TRANSCRIPT:
Bangladesh has entered one of its most tense political periods in decades.
Ousted 78-year-old Prime Minister Sheikh Hasina has been sentenced to death by a special tribunal in Dhaka, found guilty of crimes against humanity during last year’s August student-led uprising.
The presiding judge, Justice Golam Mortuza Mozumder, read the verdict live to a packed courtroom.
“For all these three counts, we have decided to inflict her with only one sentence, that is, sentence of death."
Chief prosecutor Tajul Islam describes the verdict as the end of political protection of state power.
“The accused Sheikh Hasina has been found guilty of crimes against humanity for killing around 1,400 students and civilians and injuring about 25,000 during the July 2024 uprising in Bangladesh through the use of lethal weapons, helicopters, and drones. ... For these crimes, she has been sentenced to death..... If the families of the martyrs feel even a small degree of relief today, that becomes the only victory we seek. We believe this verdict frees the nation from a long-standing culture of impunity.”
Sheikh Hasina is currently in India.
In a statement released online, she denies every accusation and calls the tribunal illegitimate, politically driven and says she was denied a fair defence.
“The verdicts announced against me have been made by a rigged tribunal established and presided over by an unelected government with no democratic mandate. They are biased and politically motivated, designed to remove Bangladesh’s last elected prime minister and destroy the Awami League as a political force. I wholly deny the accusations made against me. I mourn all of the deaths, but neither I nor other political leaders ordered the killing of protestors. I was given no fair chance to defend myself, nor to be represented by lawyers of my own choice.”
She insists that security forces acted independently under established protocols, and claims transcripts and audio evidence were taken out of context.
Outside court, relatives and survivors gathered with banners and flowers.
Among them was Abdur Rab, whose son Miraj was killed while photographing the clashes.
“My son went out on August 5, 2024, to take photographs of the conflict. He was wearing a national flag, proud of his country. When he was under a flyover, police fired from inside the local station and he was hit with several bullets in the chest. He died on the spot. The verdict pacifies us a little, but justice will only be complete when the sentence is carried out, so the stain on our history is removed forever.”

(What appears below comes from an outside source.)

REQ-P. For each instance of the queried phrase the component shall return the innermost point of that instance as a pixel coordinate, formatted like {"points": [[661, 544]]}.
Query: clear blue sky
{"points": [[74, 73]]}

Outside Hasina's former home in the capital, Dhaka, protesters clashed with riot police, as they called for justice to be served.

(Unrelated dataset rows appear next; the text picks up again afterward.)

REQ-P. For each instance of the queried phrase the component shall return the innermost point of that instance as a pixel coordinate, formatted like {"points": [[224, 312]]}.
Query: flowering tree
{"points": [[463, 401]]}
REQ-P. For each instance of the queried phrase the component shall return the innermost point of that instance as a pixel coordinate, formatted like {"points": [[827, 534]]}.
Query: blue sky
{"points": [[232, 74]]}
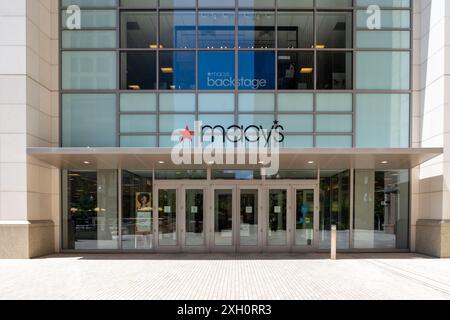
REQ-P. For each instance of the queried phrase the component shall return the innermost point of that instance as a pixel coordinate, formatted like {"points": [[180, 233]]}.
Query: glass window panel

Among them, student Nowshin Nowar.
“By any means we will bulldoze Hasina’s house, and then, and only then, we will leave.”

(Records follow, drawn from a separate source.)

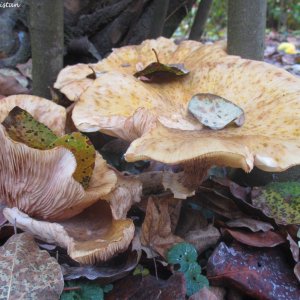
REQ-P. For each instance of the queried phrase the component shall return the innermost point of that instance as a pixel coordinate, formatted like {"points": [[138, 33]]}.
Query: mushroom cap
{"points": [[45, 111], [89, 237], [41, 184], [73, 80], [155, 115]]}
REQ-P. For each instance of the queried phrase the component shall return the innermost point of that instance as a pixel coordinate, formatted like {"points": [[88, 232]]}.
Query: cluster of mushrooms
{"points": [[37, 186]]}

Meanwhile, supporters of the Awami League are calling for resistance rather than acceptance.
Senior Awami League member Jahangir Kabir Nanak says the court's verdict is illegitimate.
"The verdict announced by the court today has been rejected by the people of Bengal. The people of Bengal do not accept this verdict and will not accept it. In protest of this verdict, a nationwide shutdown will be observed tomorrow from morning to evening."
He's vowed to increase pressure on the current government.
"We want to state clearly that our movement will continue and become even more intense until the Yunus government steps down."
At the United Nations in Geneva, spokeswoman Ravina Shamdasani says accountability must not come at the expense of fair trial standards.
"This is an important moment for the victims of grave human rights violations committed during the suppression of protests last year. While we were not privy to the conduct of this trial, we have consistently advocated for all accountability proceedings, especially on charges of international crimes, to unquestionably meet international standards of due process and fair trial. This is particularly vital when, as was the case here, the trials have been conducted in absentia and led to a capital punishment sentence. We also regret the imposition of the death penalty, which we oppose in all circumstances."
Analysts say Hasina cannot return to frontline politics while in India.
Political analyst Jyoti Rahman says the Awami League will likely need new leadership.
“It is impossible at this moment for Hasina to come back and lead the Awami League into any election. That's one direct political implication. The party will need to identify a different leader, whether nominated by Hasina or whether the party says we have to move beyond Hasina - that remains to be seen.”
With a death sentence, a rejected tribunal, loyalists vowing escalation, and elections looming, Bangladesh now waits to see whether the next chapter unfolds in diplomacy or further violence.